During multiplayer matches in 2015’s Rainbow Six Siege, you will have one life. If you die, you won’t get to play again until the next round. Now, developer Ubisoft Montreal has explained through an in-depth blog post why it decided on this approach for the game.
“When designing the game, we found that above all else, the No Respawn rule touched the three main pillars of what we want in this game: teamwork, tactics, and tension,” the developer said. “Not only are these three pillars at the heart of Tom Clancy’s video game series, but they’re arguably absent from the FPS market today. Even when playing on a team, run and gun titles emphasize twitch reflexes while neglecting other skill sets, and you may feel disconnected from the action and all alone in your plight. With Siege, that’s not the case.”
Ubisoft did experiment with allowing players to respawn in an earlier build of the game, but the developer moved away from this concept because it allowed very strong solo players to carry their teams. When the No Respawn rule was implemented, this changed, and the game became more balanced as a result, Ubisoft said.

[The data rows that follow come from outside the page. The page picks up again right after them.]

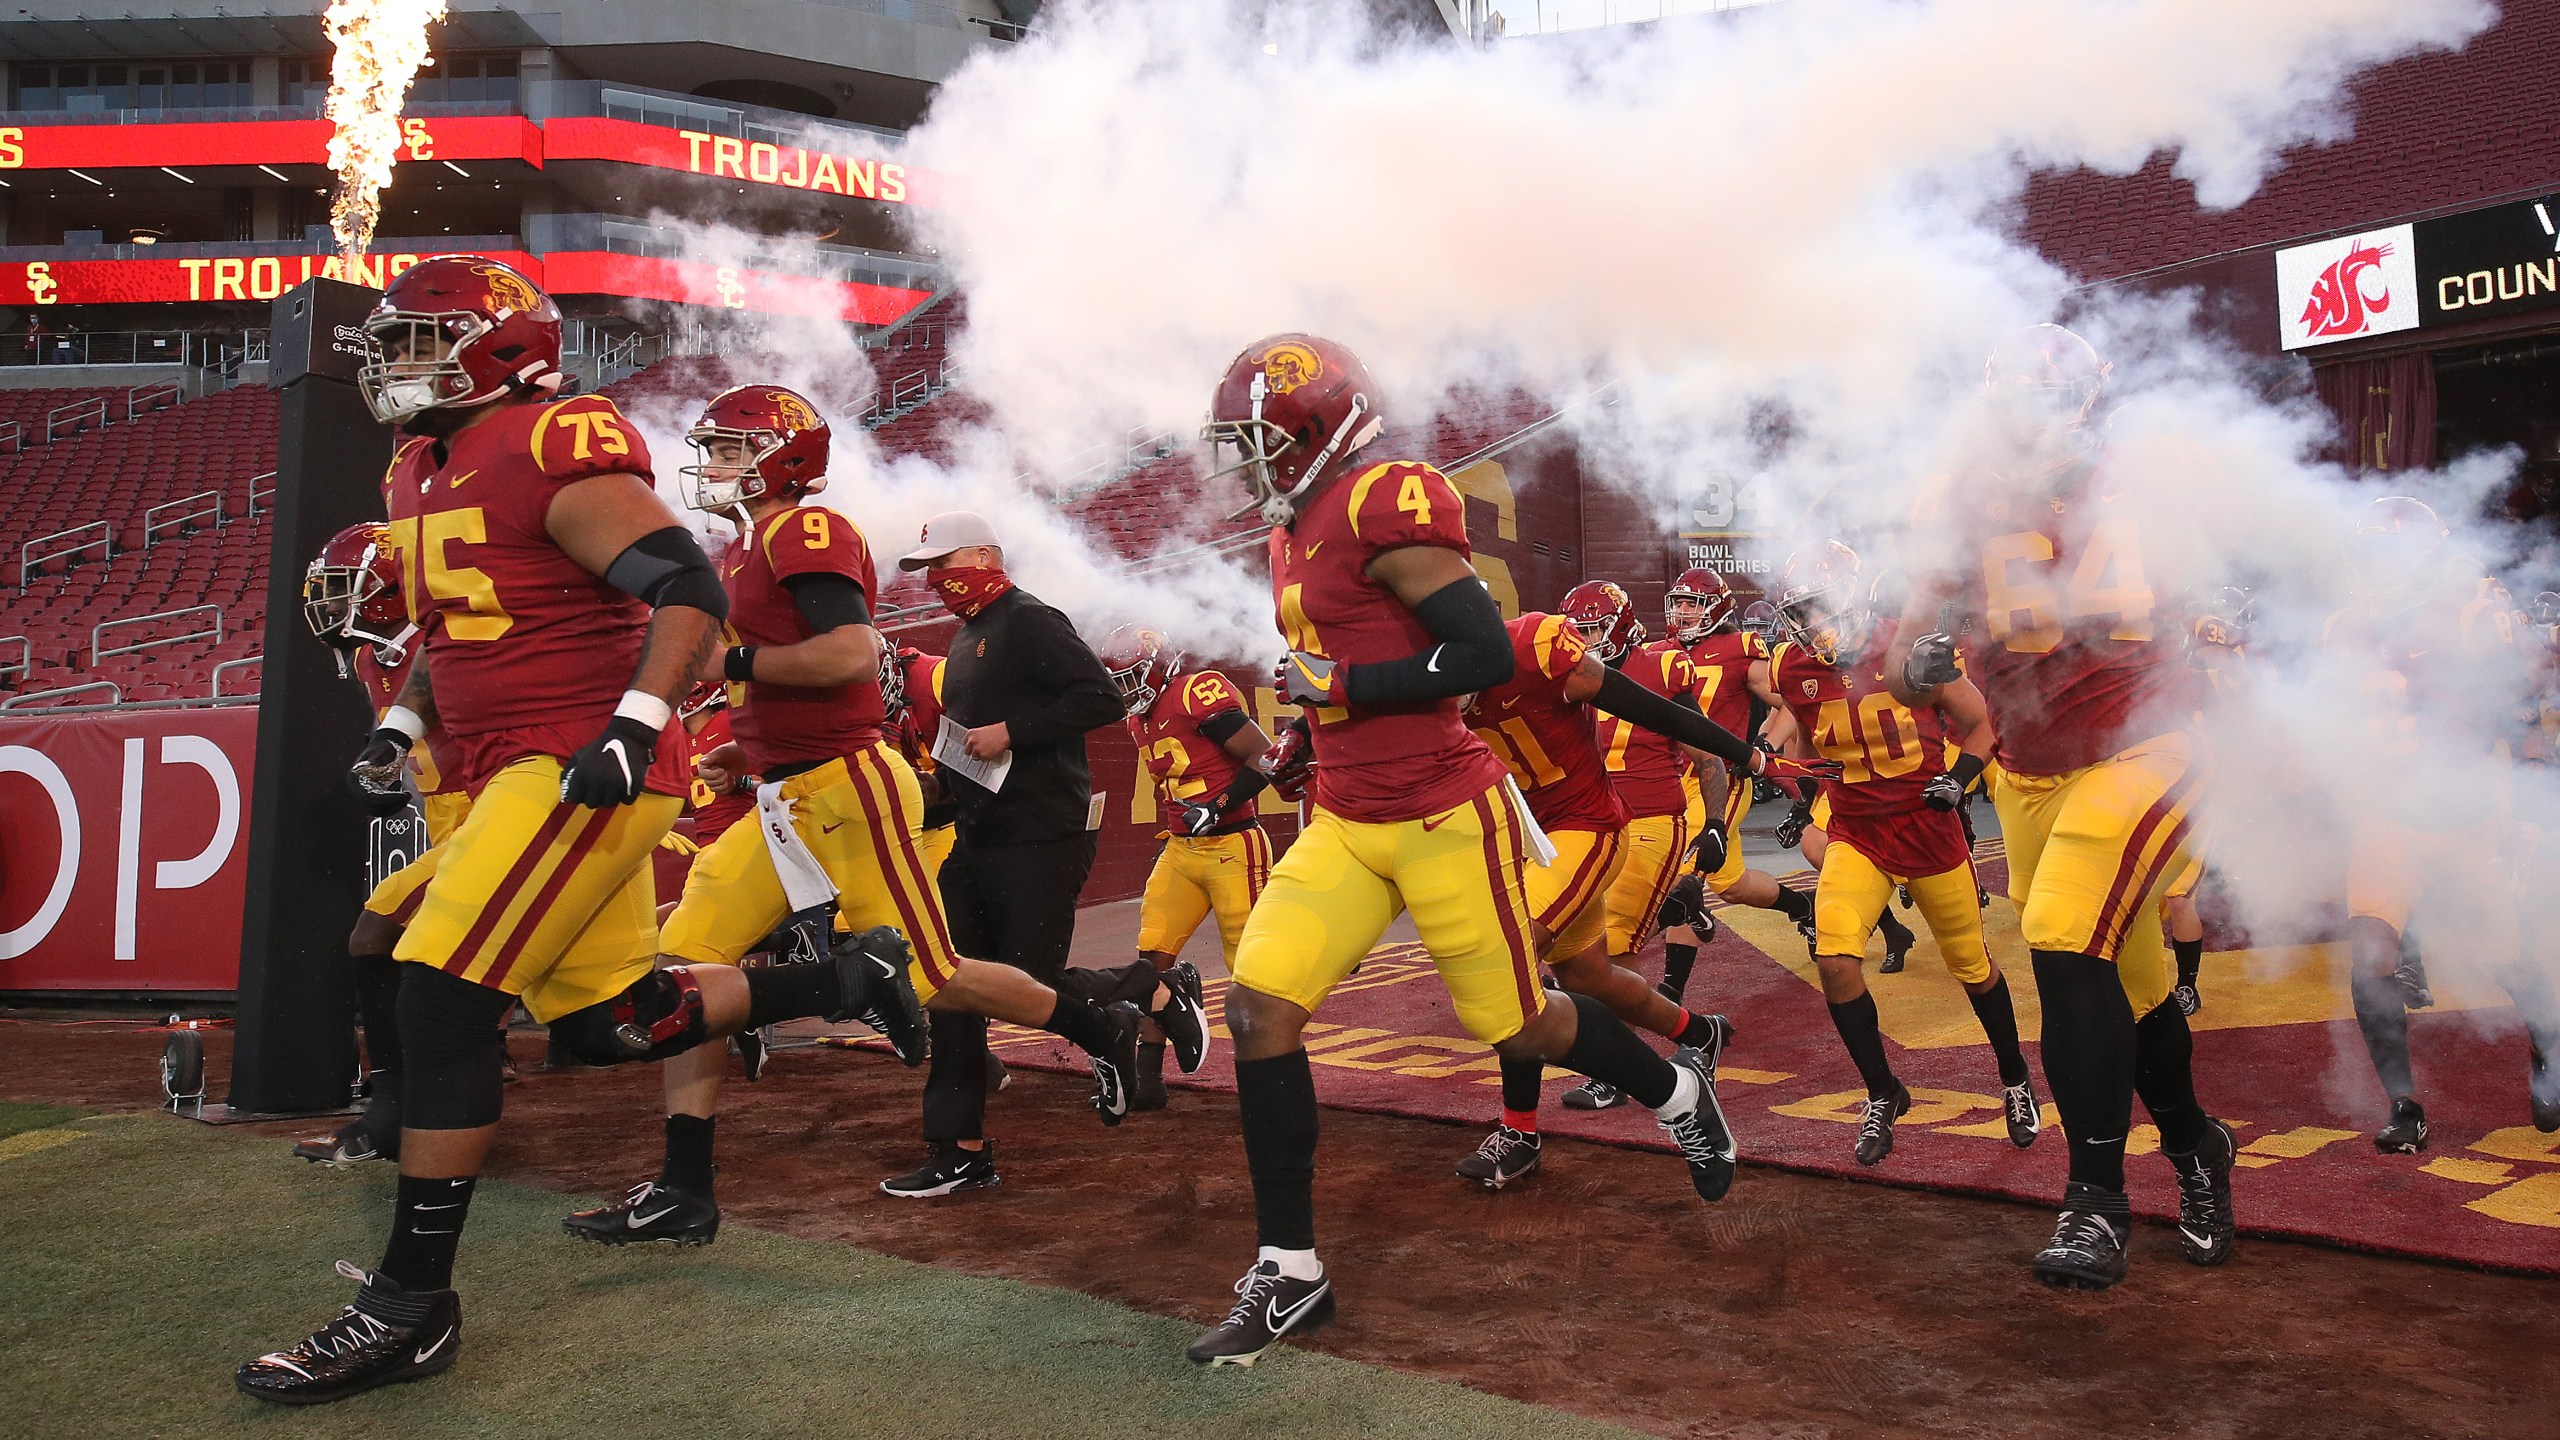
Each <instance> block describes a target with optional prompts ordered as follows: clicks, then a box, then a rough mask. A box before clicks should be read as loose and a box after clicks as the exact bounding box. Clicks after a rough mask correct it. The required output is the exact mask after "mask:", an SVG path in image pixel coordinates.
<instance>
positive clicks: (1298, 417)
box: [1190, 336, 1736, 1363]
mask: <svg viewBox="0 0 2560 1440" xmlns="http://www.w3.org/2000/svg"><path fill="white" fill-rule="evenodd" d="M1382 425H1385V415H1382V413H1380V405H1377V384H1375V382H1372V379H1370V372H1367V369H1364V366H1362V364H1359V361H1357V359H1354V356H1352V354H1349V351H1347V348H1341V346H1336V343H1334V341H1324V338H1316V336H1272V338H1265V341H1257V343H1252V346H1247V348H1244V354H1242V356H1236V359H1234V364H1229V369H1226V374H1224V379H1221V382H1219V387H1216V397H1213V402H1211V415H1208V425H1206V430H1203V438H1206V441H1208V443H1211V446H1216V448H1234V451H1236V456H1239V459H1236V464H1234V466H1231V469H1226V471H1221V474H1236V471H1242V477H1244V482H1247V487H1249V489H1252V497H1254V500H1257V502H1260V512H1262V518H1265V520H1267V523H1270V525H1272V530H1270V559H1272V600H1275V607H1277V623H1280V633H1283V635H1288V648H1290V653H1288V659H1285V661H1283V666H1280V669H1283V674H1280V692H1283V700H1285V702H1290V705H1303V707H1306V710H1308V720H1311V728H1313V743H1316V805H1313V817H1311V820H1308V825H1306V830H1300V833H1298V840H1295V843H1293V846H1290V851H1288V856H1283V858H1280V863H1277V866H1272V876H1270V881H1267V884H1265V889H1262V899H1260V902H1257V904H1254V912H1252V920H1247V922H1244V938H1242V940H1239V943H1236V969H1234V984H1231V986H1229V992H1226V1027H1229V1030H1231V1033H1234V1040H1236V1109H1239V1115H1242V1122H1244V1158H1247V1166H1249V1168H1252V1184H1254V1225H1257V1232H1260V1240H1262V1253H1260V1258H1257V1261H1254V1266H1252V1268H1249V1271H1244V1279H1242V1281H1236V1304H1234V1309H1231V1312H1229V1314H1226V1322H1224V1325H1219V1327H1216V1330H1211V1332H1208V1335H1201V1340H1196V1343H1193V1345H1190V1358H1193V1361H1203V1363H1252V1361H1254V1358H1260V1355H1262V1350H1267V1348H1270V1345H1272V1343H1277V1340H1280V1338H1283V1335H1285V1332H1290V1330H1298V1327H1303V1325H1321V1322H1326V1320H1331V1314H1334V1286H1331V1276H1326V1271H1324V1263H1321V1261H1318V1258H1316V1076H1313V1068H1311V1066H1308V1056H1306V1043H1303V1030H1306V1022H1308V1017H1311V1015H1313V1010H1316V1007H1318V1004H1324V997H1326V994H1329V992H1331V989H1334V986H1336V984H1339V981H1341V979H1344V976H1347V974H1349V971H1352V966H1357V963H1359V961H1362V958H1364V956H1367V953H1370V945H1375V943H1377V938H1380V933H1385V928H1388V922H1393V920H1395V915H1398V912H1400V910H1403V912H1411V915H1413V925H1416V930H1421V940H1423V945H1426V948H1428V951H1431V961H1434V966H1436V969H1439V974H1441V981H1444V984H1446V986H1449V994H1452V999H1454V1007H1457V1017H1459V1022H1462V1025H1464V1027H1467V1033H1469V1035H1475V1038H1477V1040H1485V1043H1487V1045H1492V1048H1495V1051H1498V1053H1500V1056H1505V1058H1523V1061H1526V1058H1536V1061H1546V1063H1562V1066H1564V1068H1572V1071H1580V1074H1585V1076H1592V1079H1605V1081H1610V1084H1615V1086H1620V1089H1626V1092H1628V1094H1631V1097H1636V1102H1641V1104H1646V1107H1651V1109H1654V1112H1656V1117H1659V1120H1661V1125H1664V1127H1667V1130H1669V1133H1672V1138H1674V1140H1677V1143H1679V1150H1682V1156H1684V1158H1687V1163H1690V1176H1692V1184H1695V1189H1697V1191H1700V1194H1702V1197H1708V1199H1715V1197H1720V1194H1723V1191H1725V1189H1728V1186H1731V1184H1733V1166H1736V1161H1733V1138H1731V1135H1728V1133H1725V1125H1723V1115H1720V1112H1718V1107H1715V1102H1713V1076H1710V1071H1708V1066H1705V1061H1702V1058H1700V1056H1695V1053H1682V1056H1679V1058H1674V1061H1664V1058H1661V1056H1656V1053H1654V1051H1651V1048H1649V1045H1646V1043H1644V1040H1641V1038H1636V1033H1633V1030H1628V1027H1626V1022H1623V1020H1618V1017H1615V1015H1613V1012H1610V1010H1608V1007H1605V1004H1600V1002H1597V999H1587V997H1572V999H1567V997H1556V1002H1554V1004H1549V994H1546V992H1544V989H1541V986H1539V976H1536V958H1533V956H1531V943H1528V904H1526V899H1523V889H1521V866H1523V856H1526V843H1528V835H1526V817H1523V815H1521V807H1518V802H1516V799H1513V797H1510V784H1508V776H1505V771H1503V761H1500V758H1495V753H1492V751H1490V748H1485V743H1482V740H1477V738H1475V733H1472V730H1467V723H1464V717H1462V715H1459V697H1462V694H1475V692H1480V689H1490V687H1495V684H1503V682H1505V679H1510V671H1513V653H1510V635H1508V633H1505V630H1503V612H1500V610H1498V607H1495V602H1492V594H1490V592H1487V589H1485V584H1482V582H1480V579H1477V574H1475V566H1472V564H1469V559H1467V556H1469V551H1467V523H1464V505H1462V502H1459V497H1457V489H1454V487H1452V484H1449V479H1446V477H1444V474H1439V471H1436V469H1431V466H1428V464H1421V461H1400V459H1380V456H1375V454H1364V451H1367V448H1370V443H1372V441H1375V438H1377V433H1380V430H1382Z"/></svg>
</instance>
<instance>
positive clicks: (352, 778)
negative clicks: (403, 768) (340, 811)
mask: <svg viewBox="0 0 2560 1440" xmlns="http://www.w3.org/2000/svg"><path fill="white" fill-rule="evenodd" d="M407 758H410V735H407V733H402V730H394V728H389V725H384V728H379V730H374V733H371V738H366V743H364V753H358V756H356V764H353V766H348V769H346V787H348V789H353V792H356V799H358V802H361V805H364V807H366V812H369V815H399V812H402V810H404V807H407V805H410V787H407V784H402V781H399V766H402V764H404V761H407Z"/></svg>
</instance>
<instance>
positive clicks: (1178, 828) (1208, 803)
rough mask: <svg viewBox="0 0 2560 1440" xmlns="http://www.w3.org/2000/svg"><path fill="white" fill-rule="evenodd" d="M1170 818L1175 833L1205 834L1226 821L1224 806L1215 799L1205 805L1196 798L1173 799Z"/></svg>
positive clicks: (1189, 833)
mask: <svg viewBox="0 0 2560 1440" xmlns="http://www.w3.org/2000/svg"><path fill="white" fill-rule="evenodd" d="M1170 820H1172V833H1175V835H1206V833H1211V830H1216V828H1219V825H1224V822H1226V807H1224V805H1219V802H1216V799H1211V802H1206V805H1203V802H1198V799H1175V802H1172V815H1170Z"/></svg>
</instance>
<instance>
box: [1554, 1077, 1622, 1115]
mask: <svg viewBox="0 0 2560 1440" xmlns="http://www.w3.org/2000/svg"><path fill="white" fill-rule="evenodd" d="M1620 1104H1626V1092H1623V1089H1618V1086H1613V1084H1608V1081H1582V1084H1577V1086H1574V1089H1569V1092H1564V1109H1615V1107H1620Z"/></svg>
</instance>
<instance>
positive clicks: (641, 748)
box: [561, 715, 658, 810]
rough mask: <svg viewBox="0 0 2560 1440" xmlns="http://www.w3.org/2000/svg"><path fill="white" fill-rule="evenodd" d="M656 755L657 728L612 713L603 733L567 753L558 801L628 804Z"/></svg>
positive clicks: (602, 807) (564, 802)
mask: <svg viewBox="0 0 2560 1440" xmlns="http://www.w3.org/2000/svg"><path fill="white" fill-rule="evenodd" d="M653 758H658V730H653V728H648V725H643V723H637V720H632V717H630V715H614V717H612V723H607V725H604V733H602V735H596V738H594V740H589V743H586V748H584V751H579V753H573V756H568V764H566V766H561V805H589V807H594V810H604V807H609V805H630V802H632V799H640V781H643V779H648V766H650V761H653Z"/></svg>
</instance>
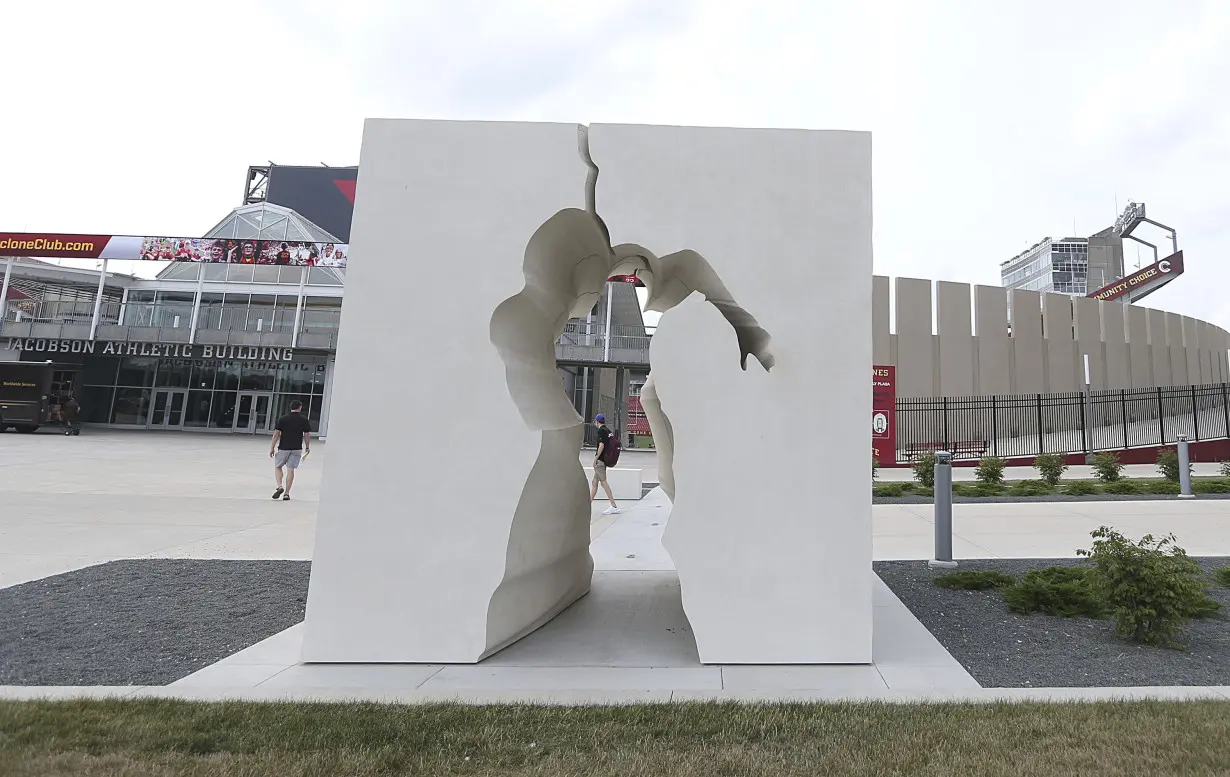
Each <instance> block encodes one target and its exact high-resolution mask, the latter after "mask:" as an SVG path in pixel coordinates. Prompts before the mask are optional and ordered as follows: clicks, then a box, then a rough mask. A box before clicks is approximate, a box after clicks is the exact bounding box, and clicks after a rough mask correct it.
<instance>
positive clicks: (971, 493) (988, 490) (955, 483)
mask: <svg viewBox="0 0 1230 777" xmlns="http://www.w3.org/2000/svg"><path fill="white" fill-rule="evenodd" d="M1005 491H1007V489H1006V488H1005V487H1004V484H1002V483H953V484H952V493H953V494H954V495H957V497H1002V495H1004V492H1005Z"/></svg>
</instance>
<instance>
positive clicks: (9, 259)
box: [0, 257, 14, 321]
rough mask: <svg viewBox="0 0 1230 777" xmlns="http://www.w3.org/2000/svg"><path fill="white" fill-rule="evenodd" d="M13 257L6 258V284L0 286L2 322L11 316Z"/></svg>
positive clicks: (4, 277)
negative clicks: (10, 278)
mask: <svg viewBox="0 0 1230 777" xmlns="http://www.w3.org/2000/svg"><path fill="white" fill-rule="evenodd" d="M12 262H14V258H12V257H6V262H5V266H4V284H2V285H0V321H4V317H5V316H6V315H9V279H10V278H11V277H12Z"/></svg>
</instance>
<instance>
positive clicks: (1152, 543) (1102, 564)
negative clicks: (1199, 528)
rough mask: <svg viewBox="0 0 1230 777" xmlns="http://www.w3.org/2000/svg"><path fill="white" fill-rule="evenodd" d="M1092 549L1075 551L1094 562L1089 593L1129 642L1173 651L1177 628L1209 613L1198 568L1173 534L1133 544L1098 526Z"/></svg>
mask: <svg viewBox="0 0 1230 777" xmlns="http://www.w3.org/2000/svg"><path fill="white" fill-rule="evenodd" d="M1092 537H1093V547H1092V550H1087V551H1086V550H1080V551H1076V552H1077V553H1079V554H1080V556H1087V557H1089V558H1090V559H1091V561H1092V562H1093V572H1095V574H1093V578H1092V580H1093V589H1095V591H1096V593H1097V594H1098V598H1100V599H1101V600H1102V601H1103V602H1105V604H1106V605H1107V607H1108V609H1109V610H1111V612H1112V615H1113V616H1114V621H1116V627H1117V628H1118V632H1119V633H1121V634H1123V636H1124V637H1128V638H1129V639H1132V641H1133V642H1139V643H1143V644H1154V645H1166V647H1177V644H1176V642H1175V637H1176V636H1177V634H1178V629H1180V627H1181V626H1183V625H1184V623H1187V622H1188V621H1189V620H1192V618H1193V617H1197V616H1198V615H1199V613H1202V612H1204V611H1207V607H1208V595H1207V594H1205V588H1204V585H1205V584H1204V579H1203V575H1202V573H1200V568H1199V567H1197V566H1196V563H1194V562H1193V561H1192V559H1189V558H1188V557H1187V553H1186V552H1184V551H1183V548H1181V547H1178V546H1177V545H1175V535H1168V536H1166V537H1162V538H1160V540H1155V538H1154V537H1153V535H1145V536H1144V537H1141V540H1140V541H1139V542H1133V541H1130V540H1128V538H1127V537H1124V536H1123V535H1122V534H1119V532H1118V531H1114V530H1113V529H1109V527H1107V526H1102V527H1100V529H1097V530H1096V531H1093V532H1092Z"/></svg>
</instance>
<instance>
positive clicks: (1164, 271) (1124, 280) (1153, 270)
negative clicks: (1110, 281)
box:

“When you’re not allowed to respawn during a match, twitch reflexes aren’t the only skills that keep you alive,” the developer added. “Teamwork, map awareness, planning, adaptability, communication, and leadership become just as important to win. To be completely straightforward, the game became a lot more stressful… It went from everyone leaning back in their chairs trash-talking, to being on the edge of their seats carefully coordinating tactics.”
Game designer Chris Lee said that Ubisoft did not think at first that the No Respawn rule would work, adding that he thought it would only appeal to “the most hardcore players.”
However, the opposite turned out to be true. “It turned out that it really opened up the game to many different types of players,” he said. “The developers who were longtime FPS players initially found it difficult because they were only good at reaction time. They weren’t communicating, playing tactically, or thinking about the consequences. Their K/D ratio was high before, but after introducing One Life, they stopped thinking about K/D ratios and more about how each player could work together for the win.”
On the other side of the coin, Lee said: “Developers who weren’t as good before played slower, thought carefully about the situation, and ended up doing better on the leaderboard. Because One Life rewards this kind of behavior, it puts well-rounded players at an advantage over pure run and gunners, which is what the Tom Clancy’s franchise is all about. They utilize a complete skill set and the rest of the development team really liked that, since going back to its roots is what we wanted to do and the rule stuck. It wasn’t something we predicted, and we were really happy with how it turned out.”
When you die in Siege, you’ll enter what Ubisoft calls Support mode. From here, you can use visibility tools such as drones and security cameras, or even a helicopter, to help keep your team informed about where the enemies are.
And you don’t need to worry about being away from the boots-on-the-ground action for too long, as Ubisoft says Siege matches are “short.” So even if you die right at the beginning of a match, you’ll be back into the mix in around three mnutes.